Qui Sparhawk è di nuovo il cantautore che conosciamo, ma arricchito da una consapevolezza nuova. Le canzoni in anteprima dal suo prossimo disco — scritto insieme ai Trampled by Turtles — sono piccole gemme folk-rock, capaci di parlare con un linguaggio antico senza risultare mai nostalgiche. Il suono è caldo, essenziale, ma sempre attraversato da tensioni emotive forti. È un canto che non consola, ma accompagna.
A rompere l’andamento più raccolto arrivano due colpi di scena: ‘JCMF’ e ‘Poor Man’s Daughter’, tratti dal repertorio dei Retribution Gospel Choir, il progetto più abrasivo e hard-psych di Sparhawk. Sono minuti di esplosioni travolgenti, in cui il trio suona come un’onda di lava. La chitarra si infiamma, il basso pulsa come un motore acceso da ore, la batteria si fa tribale, martellante. L’audience risponde con sorpresa e poi con entusiasmo genuino. È il punto più alto della serata, l’urlo liberatorio che arriva dopo un’ora di catarsi silenziosa.
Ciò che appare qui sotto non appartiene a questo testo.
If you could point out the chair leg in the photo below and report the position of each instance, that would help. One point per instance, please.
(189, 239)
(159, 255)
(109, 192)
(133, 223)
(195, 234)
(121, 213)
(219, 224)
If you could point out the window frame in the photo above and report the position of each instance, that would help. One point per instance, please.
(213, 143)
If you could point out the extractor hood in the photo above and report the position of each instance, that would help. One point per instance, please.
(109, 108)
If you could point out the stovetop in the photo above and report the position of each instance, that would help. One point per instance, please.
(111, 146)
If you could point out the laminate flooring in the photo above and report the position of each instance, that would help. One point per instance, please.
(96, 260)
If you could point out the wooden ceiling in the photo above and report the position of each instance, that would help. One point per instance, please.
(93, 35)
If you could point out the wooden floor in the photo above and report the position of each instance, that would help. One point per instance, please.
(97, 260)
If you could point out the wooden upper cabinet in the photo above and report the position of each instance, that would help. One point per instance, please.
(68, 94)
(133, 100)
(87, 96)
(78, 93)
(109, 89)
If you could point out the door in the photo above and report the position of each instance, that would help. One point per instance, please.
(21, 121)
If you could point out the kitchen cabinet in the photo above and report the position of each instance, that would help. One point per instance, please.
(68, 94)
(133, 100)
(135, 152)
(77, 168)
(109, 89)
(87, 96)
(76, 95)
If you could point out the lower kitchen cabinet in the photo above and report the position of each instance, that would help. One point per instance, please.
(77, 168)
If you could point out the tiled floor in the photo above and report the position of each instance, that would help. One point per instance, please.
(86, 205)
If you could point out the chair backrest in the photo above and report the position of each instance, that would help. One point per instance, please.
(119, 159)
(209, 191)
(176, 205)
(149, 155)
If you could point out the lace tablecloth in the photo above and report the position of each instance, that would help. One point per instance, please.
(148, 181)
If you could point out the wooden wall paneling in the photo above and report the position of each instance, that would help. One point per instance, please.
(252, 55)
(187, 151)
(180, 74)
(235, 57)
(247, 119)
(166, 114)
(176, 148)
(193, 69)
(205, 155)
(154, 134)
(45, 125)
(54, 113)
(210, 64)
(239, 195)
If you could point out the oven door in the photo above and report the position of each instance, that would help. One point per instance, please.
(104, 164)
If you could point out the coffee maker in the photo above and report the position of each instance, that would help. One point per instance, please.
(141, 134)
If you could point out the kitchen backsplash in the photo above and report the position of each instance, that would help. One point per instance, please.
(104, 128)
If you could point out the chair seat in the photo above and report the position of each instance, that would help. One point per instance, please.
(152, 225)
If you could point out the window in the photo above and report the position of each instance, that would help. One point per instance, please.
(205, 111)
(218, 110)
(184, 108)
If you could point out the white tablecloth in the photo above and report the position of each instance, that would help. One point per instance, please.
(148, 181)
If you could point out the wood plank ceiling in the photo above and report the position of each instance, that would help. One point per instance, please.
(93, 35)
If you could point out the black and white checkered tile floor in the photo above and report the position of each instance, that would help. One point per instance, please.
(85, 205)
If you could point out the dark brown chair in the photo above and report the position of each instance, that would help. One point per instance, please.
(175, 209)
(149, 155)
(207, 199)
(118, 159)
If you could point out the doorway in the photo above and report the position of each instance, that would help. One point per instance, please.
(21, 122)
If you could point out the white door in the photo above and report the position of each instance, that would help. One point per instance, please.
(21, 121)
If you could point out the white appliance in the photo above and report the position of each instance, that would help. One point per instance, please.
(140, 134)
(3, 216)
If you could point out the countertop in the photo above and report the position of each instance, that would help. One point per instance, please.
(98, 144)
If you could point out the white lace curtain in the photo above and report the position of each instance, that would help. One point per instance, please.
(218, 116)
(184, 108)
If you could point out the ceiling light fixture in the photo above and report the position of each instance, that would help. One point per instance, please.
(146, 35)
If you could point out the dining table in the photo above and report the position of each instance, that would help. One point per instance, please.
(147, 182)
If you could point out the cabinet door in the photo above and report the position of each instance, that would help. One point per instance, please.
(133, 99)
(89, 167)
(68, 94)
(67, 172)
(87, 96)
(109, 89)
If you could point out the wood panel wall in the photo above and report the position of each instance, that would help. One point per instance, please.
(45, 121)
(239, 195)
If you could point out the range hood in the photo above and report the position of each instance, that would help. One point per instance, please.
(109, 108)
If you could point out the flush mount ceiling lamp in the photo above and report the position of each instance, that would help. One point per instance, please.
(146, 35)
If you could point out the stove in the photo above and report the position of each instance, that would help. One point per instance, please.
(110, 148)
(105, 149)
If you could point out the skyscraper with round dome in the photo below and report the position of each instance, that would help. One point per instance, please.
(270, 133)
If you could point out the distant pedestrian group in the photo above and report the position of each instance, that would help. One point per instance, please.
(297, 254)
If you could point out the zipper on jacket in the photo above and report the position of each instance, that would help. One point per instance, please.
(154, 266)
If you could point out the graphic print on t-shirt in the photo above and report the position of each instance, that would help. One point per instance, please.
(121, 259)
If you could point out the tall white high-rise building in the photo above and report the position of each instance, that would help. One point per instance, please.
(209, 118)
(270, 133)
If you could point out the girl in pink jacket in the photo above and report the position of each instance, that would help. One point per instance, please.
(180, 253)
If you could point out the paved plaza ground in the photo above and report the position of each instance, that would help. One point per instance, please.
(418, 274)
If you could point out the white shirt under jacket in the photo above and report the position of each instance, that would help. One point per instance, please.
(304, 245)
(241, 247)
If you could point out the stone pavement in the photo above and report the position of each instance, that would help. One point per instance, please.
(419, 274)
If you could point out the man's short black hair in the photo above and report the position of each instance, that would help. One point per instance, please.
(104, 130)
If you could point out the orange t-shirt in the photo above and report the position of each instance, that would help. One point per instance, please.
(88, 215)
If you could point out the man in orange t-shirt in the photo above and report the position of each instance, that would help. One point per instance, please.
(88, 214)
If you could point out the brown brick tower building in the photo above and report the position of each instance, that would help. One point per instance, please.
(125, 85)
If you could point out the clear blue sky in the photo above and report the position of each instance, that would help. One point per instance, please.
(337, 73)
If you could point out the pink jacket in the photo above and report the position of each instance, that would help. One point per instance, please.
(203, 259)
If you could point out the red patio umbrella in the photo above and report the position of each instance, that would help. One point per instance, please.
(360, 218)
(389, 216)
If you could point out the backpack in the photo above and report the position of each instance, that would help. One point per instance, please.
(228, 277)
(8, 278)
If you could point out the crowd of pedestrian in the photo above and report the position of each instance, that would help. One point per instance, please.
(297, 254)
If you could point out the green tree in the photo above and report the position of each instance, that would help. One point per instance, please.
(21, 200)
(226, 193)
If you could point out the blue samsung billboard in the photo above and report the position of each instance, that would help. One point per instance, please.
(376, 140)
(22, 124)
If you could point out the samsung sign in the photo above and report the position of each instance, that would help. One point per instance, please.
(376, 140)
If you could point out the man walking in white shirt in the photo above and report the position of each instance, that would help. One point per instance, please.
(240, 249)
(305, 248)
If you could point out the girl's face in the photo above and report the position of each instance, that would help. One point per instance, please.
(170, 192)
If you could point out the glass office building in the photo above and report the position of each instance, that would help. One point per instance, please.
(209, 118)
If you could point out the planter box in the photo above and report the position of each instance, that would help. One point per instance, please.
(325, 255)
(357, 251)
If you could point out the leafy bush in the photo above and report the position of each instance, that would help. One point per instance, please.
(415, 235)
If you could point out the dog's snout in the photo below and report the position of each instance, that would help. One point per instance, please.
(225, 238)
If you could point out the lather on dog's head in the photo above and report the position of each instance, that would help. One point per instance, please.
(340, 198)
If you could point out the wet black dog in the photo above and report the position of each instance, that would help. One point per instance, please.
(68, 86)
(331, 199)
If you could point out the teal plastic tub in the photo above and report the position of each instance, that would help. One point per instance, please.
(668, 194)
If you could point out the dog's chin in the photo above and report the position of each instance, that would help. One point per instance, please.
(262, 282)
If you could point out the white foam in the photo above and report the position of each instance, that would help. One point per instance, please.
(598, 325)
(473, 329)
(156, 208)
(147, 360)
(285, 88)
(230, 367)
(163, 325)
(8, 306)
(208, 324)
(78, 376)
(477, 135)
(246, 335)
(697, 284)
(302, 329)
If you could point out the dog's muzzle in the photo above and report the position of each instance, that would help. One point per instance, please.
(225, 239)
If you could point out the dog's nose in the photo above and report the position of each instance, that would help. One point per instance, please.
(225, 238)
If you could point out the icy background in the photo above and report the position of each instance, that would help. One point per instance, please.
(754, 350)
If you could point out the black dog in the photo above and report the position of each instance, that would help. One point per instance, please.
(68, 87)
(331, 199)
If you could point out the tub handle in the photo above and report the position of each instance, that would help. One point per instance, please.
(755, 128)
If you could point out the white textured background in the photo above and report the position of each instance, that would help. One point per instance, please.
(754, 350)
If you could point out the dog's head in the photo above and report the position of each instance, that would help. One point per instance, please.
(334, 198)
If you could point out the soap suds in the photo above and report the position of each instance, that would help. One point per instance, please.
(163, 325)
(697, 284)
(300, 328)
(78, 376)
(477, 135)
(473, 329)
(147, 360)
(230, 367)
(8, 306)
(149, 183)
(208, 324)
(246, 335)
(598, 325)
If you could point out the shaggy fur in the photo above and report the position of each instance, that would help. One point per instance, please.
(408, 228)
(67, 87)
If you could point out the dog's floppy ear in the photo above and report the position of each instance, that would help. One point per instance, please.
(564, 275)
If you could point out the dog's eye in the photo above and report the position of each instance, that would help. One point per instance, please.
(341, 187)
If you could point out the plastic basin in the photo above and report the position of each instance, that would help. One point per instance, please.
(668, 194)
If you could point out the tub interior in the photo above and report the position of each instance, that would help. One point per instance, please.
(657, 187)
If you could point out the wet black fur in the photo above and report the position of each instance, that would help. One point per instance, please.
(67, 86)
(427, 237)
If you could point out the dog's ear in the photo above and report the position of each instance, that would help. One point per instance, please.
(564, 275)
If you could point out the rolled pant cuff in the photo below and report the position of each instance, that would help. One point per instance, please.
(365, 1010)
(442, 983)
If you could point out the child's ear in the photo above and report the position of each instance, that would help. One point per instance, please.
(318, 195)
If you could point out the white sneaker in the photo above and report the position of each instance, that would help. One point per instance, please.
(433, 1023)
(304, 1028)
E proprio quando ci si aspetterebbe la chiusura, Sparhawk sorprende di nuovo. Inserisce un brano dal progetto Derecho Rhythm Section, dove le sonorità funk-rock e groovose si intrecciano a una vena sperimentale che non perde mai la coerenza. È come se il musicista di Duluth volesse ricordare che può essere molte cose insieme, senza dover rinunciare a nessuna delle sue anime.
E infine, i bis. Due canzoni dei Low, che più che un omaggio sembrano una preghiera laica: ‘Walk Into The Sea’ e ‘Days Like These’. Sono momenti di una delicatezza sorprendente. Non è nostalgia, non è malinconia, è qualcosa di più profondo: è la riconciliazione con ciò che è stato. È il saluto definitivo a un’epoca, a una persona, a un suono. Ma anche un modo per dire che quella storia vive ancora, in altre forme, dentro nuove canzoni, dentro nuove voci.
Quando le luci si riaccendono, si resta fermi qualche secondo. Non per caso. C’è qualcosa da assorbire, da metabolizzare. Si esce in silenzio, non perché si è delusi, ma perché si è stati attraversati. Alan Sparhawk non ha semplicemente suonato: ha portato la sua energia e la sua anima, nella sua forma più fragile e al contempo più forte, sul palco capitolino. Ha costruito un concerto che è stato una traversata. E chi era presente, sa di aver partecipato a qualcosa che, pur nella sua palese incoerenza della duplice proposta, non dimenticherà facilmente.